The summit, held on August 7-9 at Chuka University, showcased new innovations and technologies in agribusiness.
The event brought together farmers and exhibitors from 13 counties including Tharaka Nithi, Embu, Kiambu, Nyandarua, Laikipia, Muranga, Meru and Kitui.
Tharaka Nithi county executive in charge of agriculture Kenneth Mburia said the event provided farmers with a platform to learn from each other and exchange ideas on marketing, value addition, processing agricultural products and using modern technology.
The following innovations were showcased.
Tissue culture banana farming
The tissue culture banana farming attracted a lot of attention, especially a banana branch from Embu county weighing 114kg.
Paul Njiru, a farmer and agricultural field officer at Safalmond Ltd, a company based in Embu that supplies farmers with superior high yielding tissue culture banana seedlings, said the youth can make a kill if they plant the new varieties.
According to Njiru, the tissue culture bananas are resistant to diseases such as banana cryptogam.
“The bananas take little time to mature and the seedling are readily available.
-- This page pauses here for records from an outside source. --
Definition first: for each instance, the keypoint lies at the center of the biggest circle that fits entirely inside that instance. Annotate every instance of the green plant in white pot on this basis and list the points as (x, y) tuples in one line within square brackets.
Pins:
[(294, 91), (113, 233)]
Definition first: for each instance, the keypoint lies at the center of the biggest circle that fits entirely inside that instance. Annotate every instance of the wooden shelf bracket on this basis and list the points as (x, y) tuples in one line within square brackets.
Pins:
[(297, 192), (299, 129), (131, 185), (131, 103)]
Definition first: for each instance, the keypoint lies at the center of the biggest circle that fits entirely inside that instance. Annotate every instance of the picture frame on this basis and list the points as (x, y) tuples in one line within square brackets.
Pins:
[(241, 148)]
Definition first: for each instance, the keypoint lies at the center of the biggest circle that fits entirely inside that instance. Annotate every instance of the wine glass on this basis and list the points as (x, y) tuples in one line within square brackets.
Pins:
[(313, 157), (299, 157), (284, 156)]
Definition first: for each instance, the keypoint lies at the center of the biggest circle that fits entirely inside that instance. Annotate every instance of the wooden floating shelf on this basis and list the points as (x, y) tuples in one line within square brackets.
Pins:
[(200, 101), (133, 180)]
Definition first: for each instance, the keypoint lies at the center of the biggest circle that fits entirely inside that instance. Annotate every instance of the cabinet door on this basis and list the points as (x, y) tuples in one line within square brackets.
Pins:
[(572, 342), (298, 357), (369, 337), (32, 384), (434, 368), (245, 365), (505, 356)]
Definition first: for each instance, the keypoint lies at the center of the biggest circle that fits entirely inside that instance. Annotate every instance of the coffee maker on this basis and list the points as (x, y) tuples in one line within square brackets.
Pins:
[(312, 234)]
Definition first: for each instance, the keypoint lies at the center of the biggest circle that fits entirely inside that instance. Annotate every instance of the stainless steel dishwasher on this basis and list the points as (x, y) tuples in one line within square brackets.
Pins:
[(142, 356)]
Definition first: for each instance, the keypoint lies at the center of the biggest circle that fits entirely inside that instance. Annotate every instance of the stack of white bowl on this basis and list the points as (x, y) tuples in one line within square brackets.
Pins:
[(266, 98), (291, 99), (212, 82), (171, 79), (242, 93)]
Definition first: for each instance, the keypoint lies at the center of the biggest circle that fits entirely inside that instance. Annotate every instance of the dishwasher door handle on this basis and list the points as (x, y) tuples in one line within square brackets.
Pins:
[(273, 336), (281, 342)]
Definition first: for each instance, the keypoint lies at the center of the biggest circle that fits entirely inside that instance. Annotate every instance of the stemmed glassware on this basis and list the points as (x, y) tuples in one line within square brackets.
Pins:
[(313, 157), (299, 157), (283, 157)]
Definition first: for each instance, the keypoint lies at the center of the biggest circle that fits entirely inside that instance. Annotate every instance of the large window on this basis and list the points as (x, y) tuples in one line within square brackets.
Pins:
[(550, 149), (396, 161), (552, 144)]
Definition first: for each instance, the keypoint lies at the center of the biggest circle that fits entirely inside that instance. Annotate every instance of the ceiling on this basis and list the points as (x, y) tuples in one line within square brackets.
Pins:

The varieties include Williams (which can be grown in tea growing areas) and the Grand Naine variety which can be grown in coffee growing areas. Both species take one year to mature,” Njiru said.
He said farmers should prepare a suitable site for tissue culture banana orchard which should be protected from winds.
Planting should coincide with the onset of rains if irrigation water is not available.
“The orchard may be inter-cropped with other crops such as legumes and routine weeding should be done to reduce competition for available moisture, nutrients and remove breeding sites for injurious pests. Removal of infected leaves (de-leafing) should also be regularly done to ensure proper aeration,” he explained.
Tharaka Nithi, Meru, Embu, Kirinyaga and Murang’a counties are the top producers of banana and have embraced tissue culture banana farming. They have also formed the Banana Growers Association of Kenya, a lobby that oversees the interests of banana farmers in the country including sourcing for market, exchange of ideas and capacity building for members.
Simon Munywe from Kayole, Nairobi, came to showcase a briquette-making machine he invented in 2000 when former President Daniel arap Moi banned charcoal burning.
“Many Kenyans who were found selling charcoal were arrested, taken to court and others imprisoned. To save my brothers and sisters I invented the briquette-making machine,” Munywe said, adding that the machine can employ six people and contribute to conserving 31 tonnes of forest cover per year.
The machine, which costs Sh35,000, uses soil and a little sawdust to make briquettes.
Bailey seed farming
Farmers were also shown how to use bailey seeds to feed pigs and cows.
A bailey seed is put in a container of water and left for four hours to germinate. It is then put in a tray with a capacity of 2kg and left for 48 hours as it continues to be watered.
Nutrients are then added to the bailey and in four days, it is ready to be fed to poultry or six to seven days for pigs and cows respectively.